“You realize that it’s the quarterfinals and you’re up against a scary team,” said skipper Jimmy Alapag. “It’s a one-game knockout; you really have to play your very best.”
Manny V. Pangilinan, the president of the Samahang Basketbol ng Pilipinas (SBP), was very much aware of how, all of a sudden, the competition had gone up a notch in the 11-day tournament. “It’s the quarters. Everybody starts to get serious. It’s the knockout phase,” he said.
A press room at the Mall of Asia Arena, home of the Asian championship, that was packed before the Philippine team even walked into the court seemed to back his claim. A little piece of continental basketball history had just been written by Chinese Taipei, which scrubbed off the last remnants of China’s stranglehold on the sport in the region with a 96-78 victory that sent the Great Wall into an apologetic mood.
“It’s time to reflect on the lessons that we have learned,” said long-time China stalwart Wang Zhizhi.

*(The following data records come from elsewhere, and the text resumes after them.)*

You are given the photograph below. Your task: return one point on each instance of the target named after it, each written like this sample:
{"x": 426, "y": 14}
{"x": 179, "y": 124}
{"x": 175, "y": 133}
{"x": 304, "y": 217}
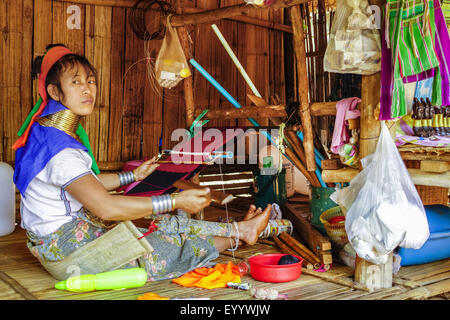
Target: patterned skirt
{"x": 180, "y": 244}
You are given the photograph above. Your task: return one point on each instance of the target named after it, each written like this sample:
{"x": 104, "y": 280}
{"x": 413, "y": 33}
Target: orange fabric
{"x": 50, "y": 58}
{"x": 210, "y": 278}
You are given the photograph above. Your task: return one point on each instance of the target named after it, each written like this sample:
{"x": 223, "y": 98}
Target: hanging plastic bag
{"x": 355, "y": 44}
{"x": 171, "y": 65}
{"x": 384, "y": 208}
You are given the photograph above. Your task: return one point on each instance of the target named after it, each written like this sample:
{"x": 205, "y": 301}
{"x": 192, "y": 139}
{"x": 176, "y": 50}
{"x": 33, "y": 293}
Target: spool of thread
{"x": 275, "y": 227}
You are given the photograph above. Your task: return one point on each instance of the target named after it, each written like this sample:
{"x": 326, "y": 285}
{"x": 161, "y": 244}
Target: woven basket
{"x": 336, "y": 231}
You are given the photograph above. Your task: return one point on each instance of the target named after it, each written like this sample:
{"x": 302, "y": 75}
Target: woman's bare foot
{"x": 249, "y": 230}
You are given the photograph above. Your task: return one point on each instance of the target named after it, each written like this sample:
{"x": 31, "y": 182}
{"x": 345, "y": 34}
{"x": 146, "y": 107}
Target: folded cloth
{"x": 345, "y": 110}
{"x": 210, "y": 278}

Hsu Chin-che, the Taiwanese coach, called it “a magical day,” and refused to let questions on the political implications of the victory creep into the afterglow of Chinese Taipei’s monumental basketball achievement.

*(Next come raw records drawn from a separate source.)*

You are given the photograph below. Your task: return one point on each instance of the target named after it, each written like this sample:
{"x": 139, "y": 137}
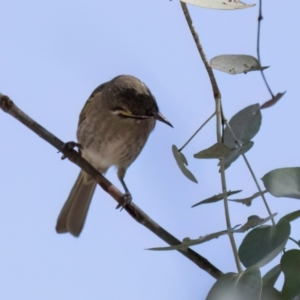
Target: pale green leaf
{"x": 283, "y": 182}
{"x": 236, "y": 64}
{"x": 245, "y": 124}
{"x": 216, "y": 198}
{"x": 218, "y": 150}
{"x": 290, "y": 265}
{"x": 231, "y": 286}
{"x": 181, "y": 162}
{"x": 271, "y": 277}
{"x": 264, "y": 243}
{"x": 219, "y": 4}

“I’ve played in the national for a long time and it’s always been a blowout [loss against China],” said charismatic forward Tien Lei. “Sometimes, in the first or second quarter, it was almost over.”
This time, the Great Wall fell.
And Pangilinan knew that if his national basketball program wanted to continue chugging straight to Spain for the World Cup, Gilas Pilipinas would have to avert an upset.
“You’re on the brink always,” he said. “If they have a good day and we have a bad day, we could get knocked out. That would be a big shame for the country.”
The Filipinos needed a big start.
Jeff Chan and Gabe Norwood gave them one.
Chan, the lefty sniper who started playing the game in sandlot courts in Bacolod, drilled in back-to-back triples while Norwood tossed in four points in a 12-3 start by Gilas Pilipinas. But the party was just getting started. Gary David, his mind cleared by a much-needed return to his hometown in Dinalupihan, Bataan, gave the crowd even more reason to rock the coliseum.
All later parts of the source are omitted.